Okay then, I’m back to filling the laundry basket.


14 thoughts on “Getting picked up on a Sunday night.

  1. Right now, I have only 1 son and already, the mess that he creates drives me nuts. Add 1 more kid and it will be 2 times the mess. So, sometimes I ask myself this: Do I want more mess? Since the answer is no, I’m having a hard time convincing myself that I should have more kids!!


  2. I completely relate. Though, we don’t have dirty undies in the front entrance way (as we don’t have a front entrance way), but I find panties and socks in the oddest places.
    And why cannot the dust stay away for even a day?


  3. Oh, how I hear you! I was downstairs today working out and almost turned off the light and ran on the treadmill in darkness so I didn’t have to look at the power rangers, legos and Hot Wheels staring at me and mocking me as I huffed and gasped my way through 30 minutes of cardio-vascular hell. (I am a little out of shape in the last year)


  4. This made me feel better. I feel like I’m contantly telling the kids to pick up after themselves. I’ve tried everything to make it as easy as I could on them. What really gets me is when they come home from a friend’s house and tell me how neat and organized their house was!
    Ahhh, I feel so much better now. I enjoyed this.
    BTW, I’m Maria. I just found your blog from Karen.


  5. Can I move in with you? Pleeeeeeeeease. I promise to pick-up after myself. Good god…I should be able to manage that as I pick-up after 6 every day! (Notice I’ve included the hubby in the equation)
    Honestly…do you remember your parents having to do this? I was reminded – we don’t have 1/4 the amount of “stuff” that our children (heck…us, too) have.
    Throw it all away!!! (okay, I’ve threatened that but somehow I have trouble parting with stuff, too…but at least I pick it up and put it away!).

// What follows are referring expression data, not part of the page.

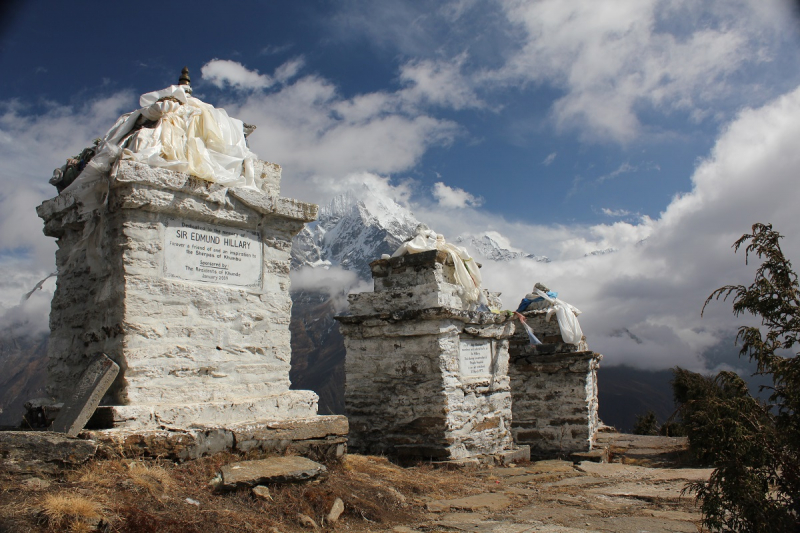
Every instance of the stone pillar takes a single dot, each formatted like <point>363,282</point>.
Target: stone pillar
<point>425,378</point>
<point>554,389</point>
<point>185,285</point>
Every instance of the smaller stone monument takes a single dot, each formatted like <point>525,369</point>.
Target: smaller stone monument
<point>553,384</point>
<point>427,373</point>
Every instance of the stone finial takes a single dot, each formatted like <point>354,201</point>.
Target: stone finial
<point>185,80</point>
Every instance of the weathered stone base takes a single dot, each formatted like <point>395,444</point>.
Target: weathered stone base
<point>555,402</point>
<point>322,438</point>
<point>289,405</point>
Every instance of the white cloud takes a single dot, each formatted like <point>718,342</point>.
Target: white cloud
<point>615,212</point>
<point>655,285</point>
<point>31,146</point>
<point>612,59</point>
<point>222,72</point>
<point>453,197</point>
<point>289,70</point>
<point>439,83</point>
<point>334,281</point>
<point>318,136</point>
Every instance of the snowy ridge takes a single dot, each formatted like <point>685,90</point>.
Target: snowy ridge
<point>352,232</point>
<point>494,247</point>
<point>356,228</point>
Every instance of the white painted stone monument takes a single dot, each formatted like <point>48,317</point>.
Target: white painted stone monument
<point>173,259</point>
<point>426,377</point>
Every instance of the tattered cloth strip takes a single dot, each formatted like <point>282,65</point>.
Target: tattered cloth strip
<point>567,316</point>
<point>531,337</point>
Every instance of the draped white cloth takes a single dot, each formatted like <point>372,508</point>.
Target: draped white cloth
<point>189,136</point>
<point>467,273</point>
<point>567,316</point>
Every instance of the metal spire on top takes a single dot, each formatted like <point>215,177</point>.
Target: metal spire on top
<point>185,80</point>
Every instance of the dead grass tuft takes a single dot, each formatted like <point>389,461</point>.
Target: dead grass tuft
<point>155,479</point>
<point>70,512</point>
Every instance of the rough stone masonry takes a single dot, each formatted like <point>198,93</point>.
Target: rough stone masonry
<point>425,377</point>
<point>185,285</point>
<point>554,390</point>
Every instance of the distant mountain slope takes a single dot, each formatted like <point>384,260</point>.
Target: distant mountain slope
<point>353,230</point>
<point>23,360</point>
<point>625,392</point>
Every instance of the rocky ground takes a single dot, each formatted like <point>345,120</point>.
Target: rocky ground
<point>642,492</point>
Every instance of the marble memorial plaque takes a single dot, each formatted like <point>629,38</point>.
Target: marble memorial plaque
<point>212,253</point>
<point>475,357</point>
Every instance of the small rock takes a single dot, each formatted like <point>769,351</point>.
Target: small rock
<point>336,511</point>
<point>397,495</point>
<point>35,483</point>
<point>307,522</point>
<point>260,491</point>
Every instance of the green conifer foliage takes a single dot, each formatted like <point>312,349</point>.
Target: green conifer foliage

  6. The last time I stepped barefoot on a matchbox car during the night (it was a fire truck)was the LAST time. Now, EVERYONE, toddler included, has to pick up their stuff before going to bed. No exceptions. That way, everyone (and the house) starts off with a clean slate the following day. Now, if I can just get the boys to stop throwing their socks into the hamper INSIDE OUT…


  7. My husband doesn’t wear any underwear… that’s how we fixed THAT problem. Oh, was that TMI?
    We have the toy fairy visit. All toys left out get swooped up (and stashed in a giant plastic tub in the shop) at night. If little kids aren’t interested in taking care of what they have then they don’t need it… that’s the toy fairy’s motto. Eventually, some of these toys come “back into rotation” and the kids are thrilled… it is like getting a new toy! It really helps me out as well because our house is really little so taking toys out of rotation saves space.


  8. Sometimes I fantasize that I will take the misplaced ‘stuff’ and hid it in the shed. I wonder how long it would take my kids to actually miss some of the ‘stuff’ that they leave lying around.


  9. Oh, I have that nice little apartment fantasy too! It’s wonderful!
    Some people I know have a “If it’s on the floor, it’s trash” rule that helps. I’m just always telling the kids to pick up their stuff and put it away. It drives me crazy. If one of them called me a name, though, you can be sure he’d have to write that name about 500 times. And put away everyone’s stuff. And apologize – a lot.